Tuesday, February 25, 2014

The Long Trip Grinds To An End...At Last

At the end of section one when Pirsig first introduces the character of Phaedrus, he has this to say on the forgotten man's behalf: "His wife and family seem to have suffered most...No one really knew him."

The Phaedrus introduced in this opening section is a tragic character, but not a particularly sympathetic one. Now, here at the end of this book, I feel that I was done a disservice so innocuous at the beginning of my shared journey with Pirsig that I could not put together until now precisely why I disliked this book. This is not to say that I hated it, or that reading it was onerous, but that at the conclusion I felt the author himself had been condescending me from the beginning and I found it too impossible to believe that any writer could have such disdain for his own audience that I ignored it for the majority of the book.

I had hoped that this book would be a backwards glance, from someone who had experienced, healed and meant to relay his story. Instead, I felt chastised by a man who talked about the catastrophe of Phaedrus' struggle with a reminiscing fondness that makes me wonder if her changed at all. While that in and of itself is a fascinating topic (did the "new personality" differ at all from the old? was this a question of stability rather than logos?), the early sections of the book present an opportunity to look at the ways in which Phaedrus failed in his examination of the world, the means by which he drove himself insane. Instead, Pirsig waxes philosophical about the glory of Phaedrus' golden years and the genius of his philosophy. While Phaedrus' intelligence in unquestionably high, the pedestal Pirsig places him upon seems hollow. Phaedrus did not answer any questions, he simply performed an acrobatic leap over the commonly accepted line of questioning to ask his own.

In chapter 28, as Pirsig describes Phaedrus' helplessness and despair when confronted with his search for the bunk-bedders with Chris, I thought he might finally be coming around to an analysis of the failures of the Phaedrus character. And he does speak to the fear and uncertainty, but his narrative makes it clear that those  are secondary things, sacrifices for Phaedrus in the face of his search for Quality, and sacrifices for the narrator in his search for his own history.

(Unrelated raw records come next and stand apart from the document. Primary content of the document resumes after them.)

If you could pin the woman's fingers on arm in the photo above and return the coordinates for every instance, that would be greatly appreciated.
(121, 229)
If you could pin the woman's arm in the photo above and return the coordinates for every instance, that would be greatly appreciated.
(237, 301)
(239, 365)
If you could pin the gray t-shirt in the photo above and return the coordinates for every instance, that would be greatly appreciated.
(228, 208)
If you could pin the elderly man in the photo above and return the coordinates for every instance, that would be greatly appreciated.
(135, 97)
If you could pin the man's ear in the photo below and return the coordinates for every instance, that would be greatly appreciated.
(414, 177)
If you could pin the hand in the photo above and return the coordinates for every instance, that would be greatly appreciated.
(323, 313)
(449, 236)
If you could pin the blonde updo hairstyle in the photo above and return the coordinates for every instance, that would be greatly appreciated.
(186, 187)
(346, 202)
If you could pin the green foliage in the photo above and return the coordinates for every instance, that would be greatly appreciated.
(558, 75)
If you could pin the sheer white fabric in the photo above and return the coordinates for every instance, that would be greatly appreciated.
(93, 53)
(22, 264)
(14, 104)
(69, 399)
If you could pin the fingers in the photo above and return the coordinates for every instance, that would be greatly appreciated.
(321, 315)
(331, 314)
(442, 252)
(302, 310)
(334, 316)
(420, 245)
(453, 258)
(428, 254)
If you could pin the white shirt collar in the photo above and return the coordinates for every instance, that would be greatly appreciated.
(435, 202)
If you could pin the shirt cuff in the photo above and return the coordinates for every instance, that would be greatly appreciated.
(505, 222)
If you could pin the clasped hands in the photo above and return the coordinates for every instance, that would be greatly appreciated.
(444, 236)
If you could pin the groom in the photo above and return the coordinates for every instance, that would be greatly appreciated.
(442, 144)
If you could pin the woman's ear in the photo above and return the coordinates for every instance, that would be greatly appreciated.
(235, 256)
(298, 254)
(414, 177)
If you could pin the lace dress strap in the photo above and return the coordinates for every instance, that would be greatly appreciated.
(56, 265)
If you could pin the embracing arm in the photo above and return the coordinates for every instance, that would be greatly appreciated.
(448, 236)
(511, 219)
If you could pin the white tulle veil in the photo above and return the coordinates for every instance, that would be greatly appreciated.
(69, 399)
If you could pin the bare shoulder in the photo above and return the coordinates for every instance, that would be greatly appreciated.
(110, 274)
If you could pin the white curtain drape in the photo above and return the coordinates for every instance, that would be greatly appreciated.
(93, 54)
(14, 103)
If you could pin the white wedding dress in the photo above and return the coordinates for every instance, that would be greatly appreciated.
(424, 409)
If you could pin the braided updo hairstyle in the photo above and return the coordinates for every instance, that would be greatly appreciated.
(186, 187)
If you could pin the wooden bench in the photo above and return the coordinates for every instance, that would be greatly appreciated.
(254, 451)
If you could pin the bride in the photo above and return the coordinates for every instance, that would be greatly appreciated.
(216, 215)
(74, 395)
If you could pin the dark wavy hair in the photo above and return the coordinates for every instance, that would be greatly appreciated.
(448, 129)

And in his description of the beauty of the untouched west, he reminds me of my father, if my father routinely spoke to me like I was an illiterate child incapable of independent thought. I rebel, perhaps as the by product of my own generation, against the idea that the past was pure and simple and the future is ruining  all we have left in the world. The past had its beauty, simplicity, and glory. But it also had its brutality, complexity, and conflict. The narrator romanticises the past in the same way he romanticises Phaedrus, highlighting the beauty of something long past and pretending that those beautiful moments comprise a holistically better era.